Désignons par M le phénomène qu’on se propose d’expliquer, ici [47] la relation macroscopique entre prix et demande. La structure de l’explication consiste à observer que M résulte de l’agrégation de comportements microscopiques, c’est-à-dire individuels. Ce qu’on peut écrire : M = M(m), où M () a le sens de «  fonction de » et où m désigne le comportement d’un individu quelconque. Quant à ce comportement, il est lui-même une fonction d’un ensemble de données qui, elles, sont non pas microscopiques, mais macroscopiques, c’est-à-dire définies au niveau du système. On peut désigner ces données macroscopiques par P : m = m (P). Dans l’exemple évoqué, P désigne le fait que le prix du produit considéré a monté sur le marché, mais aussi le fait que ce produit n’est pas une nécessité vitale et qu’il n’est pas en situation de monopole. La structure de l’explication précédente peut donc être représentée par l’expression M = M [m(P)]. Verbalement, le phénomène global M dérive d’un ensemble de comportements individuels m résultant de motivations elles-mêmes affectées par des données globales P.

Lorsque Weber écrit que « la sociologie, elle aussi, doit procéder des actions d’individus séparés », il veut dire, puisque la lettre dont est extraite cette citation est adressée à un économiste, que, comme l’économie, discipline dans laquelle cette méthodologie est traditionnelle, la sociologie doit utiliser le principe qualifié aujourd’hui d’« individualisme méthodologique ».

S’agit-il d’un vœu pieux ? Certainement pas. Car, si le principe de l’individualisme méthodologique est souvent contesté par les sciences sociales autres que l’économie pour des raisons qu’on examinera, il est aussi très couramment employé par elles.

S’agissant de la sociologie classique, comme j’ai essayé de le montrer ailleurs [2], bien des analyses de Marx, Tocqueville, Max Weber, Sombart ou Simmel traduisent une adhésion étroite à ce principe et à la conception de l’explication qu’il résume.

Et lorsqu’on considère la sociologie moderne, on remarque facilement que, si le paradigme individualiste est loin d’être dominant, il est cependant présent dans nombre de recherches, les plus intéressantes peut-être.

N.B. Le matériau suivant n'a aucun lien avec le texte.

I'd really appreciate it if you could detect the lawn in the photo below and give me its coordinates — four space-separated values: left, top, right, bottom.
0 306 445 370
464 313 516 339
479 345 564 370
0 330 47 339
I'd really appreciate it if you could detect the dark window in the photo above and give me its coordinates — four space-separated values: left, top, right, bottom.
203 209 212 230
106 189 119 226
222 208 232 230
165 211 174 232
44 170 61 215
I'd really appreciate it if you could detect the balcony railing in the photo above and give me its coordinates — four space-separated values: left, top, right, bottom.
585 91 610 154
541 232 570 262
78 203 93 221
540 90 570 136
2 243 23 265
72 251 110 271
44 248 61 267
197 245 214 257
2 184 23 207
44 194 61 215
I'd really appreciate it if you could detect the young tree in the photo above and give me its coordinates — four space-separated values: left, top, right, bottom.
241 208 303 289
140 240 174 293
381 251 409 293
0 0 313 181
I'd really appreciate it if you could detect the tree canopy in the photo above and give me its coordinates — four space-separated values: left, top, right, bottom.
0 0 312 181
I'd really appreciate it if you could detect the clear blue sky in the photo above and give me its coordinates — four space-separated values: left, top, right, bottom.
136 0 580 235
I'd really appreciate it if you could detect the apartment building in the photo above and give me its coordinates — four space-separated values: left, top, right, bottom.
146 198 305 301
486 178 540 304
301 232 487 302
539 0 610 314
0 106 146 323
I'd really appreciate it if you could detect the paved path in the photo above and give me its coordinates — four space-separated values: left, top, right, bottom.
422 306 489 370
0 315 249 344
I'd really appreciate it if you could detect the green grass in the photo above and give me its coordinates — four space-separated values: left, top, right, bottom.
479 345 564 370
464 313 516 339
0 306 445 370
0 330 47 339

Je me contenterai, pour étayer ce point, de quelques exemples rapides.

J’évoquerai d’abord le cas de l’analyse des mouvements sociaux, de la mobilisation et de l’action collective. Il existe, bien entendu, [48] dans ce domaine de nombreuses études de type holiste. La vieille théorie de Le Bon selon laquelle les mouvements sociaux ne seraient compréhensibles qu’à partir du moment où l’on fait l’hypothèse que l’individu serait comme dissous dans le groupe est encore quelquefois prise au sérieux [3]. En réalité, je ne suis pas sûr qu’on ait réussi à expliquer un seul exemple de mouvement collectif en adoptant ce type de perspective. Et il est vraisemblable que la théorie de Le Bon explique, au mieux, des phénomènes très marginaux.

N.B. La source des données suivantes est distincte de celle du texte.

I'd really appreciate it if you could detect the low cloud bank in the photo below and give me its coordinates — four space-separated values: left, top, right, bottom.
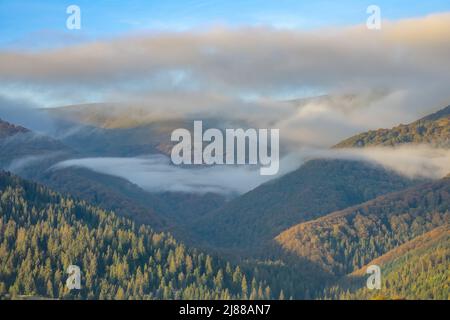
53 146 450 194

D’un autre côté, certains sociologues continuent d’analyser, comme le faisait Hegel, les mouvements sociaux comme les porteurs du sens de l’histoire et comme le siège de l’historicité, adoptant une perspective à la fois holiste et téléologique [4].

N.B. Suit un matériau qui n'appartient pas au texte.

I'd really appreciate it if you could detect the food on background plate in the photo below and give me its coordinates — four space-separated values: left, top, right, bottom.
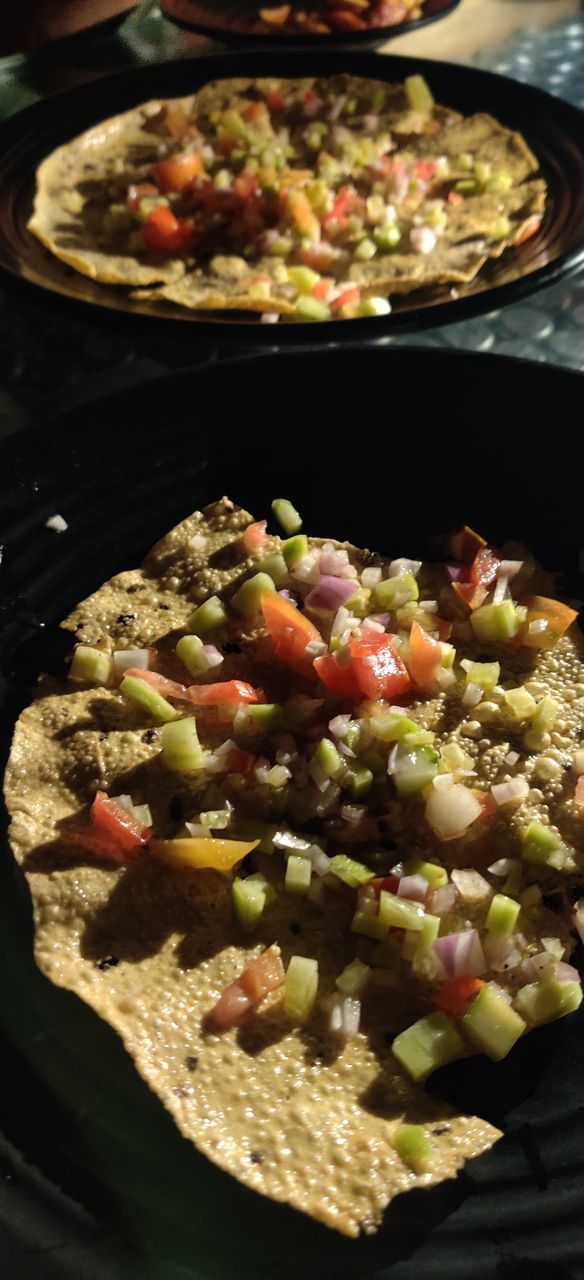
5 499 584 1235
251 0 424 36
28 76 546 321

Par contraste, un nombre non négligeable d’études relatives aux mouvements sociaux utilisent le paradigme de l’individualisme méthodologique.

Je me contenterai de mentionner, à cet égard, l’analyse que A. Oberschall [5] a proposée du mouvement noir américain au cours des années 1960. Elle conçoit ce mouvement et interprète les différentes formes qu’il a connues comme l’effet de stratégies déployées par les protagonistes en fonction du contexte dans lequel ils se trouvaient. Pour me limiter à un aspect de son travail, j’évoquerai la partie de son livre où il explique pourquoi le mouvement noir a été violent dans le Nord et non violent dans le Sud des États-Unis. Bien souvent, la non-violence du mouvement dans le Sud avait été mise sur le compte du caractère plus oppressif de la domination blanche dans le Deep South. En fait, Oberschall a montré que cette explication holiste est très insuffisante, et qu’il faut concevoir la non-violence utilisée par les meneurs noirs du Sud comme une stratégie bien adaptée au contexte du Sud. Tout d’abord, il est vrai que la violence comportait des risques de représailles plus importants que dans le Nord. Mais il faut voir aussi que, en 1960, le mouvement noir dispose dans le Sud d’une sympathie des élites blanches du Nord, qui conçoivent la ségrégation du Sud comme un archaïsme insupportable. En outre, le mouvement peut s’appuyer sur la sympathie de l’administration, qui s’efforce à cette époque de promouvoir l’égalité entre Blancs et [49] Noirs. D’un autre côté, le mouvement noir dispose, dans le Sud même, de l’appui du clergé protestant. Or les églises protestantes noires sont les seules organisations à ne pas être dominées par les Blancs ; de plus, elles jouent un rôle considérable dans la mesure où, en dehors de leurs fonctions religieuses, elles assument toutes sortes de fonctions, sociales, culturelles et politiques.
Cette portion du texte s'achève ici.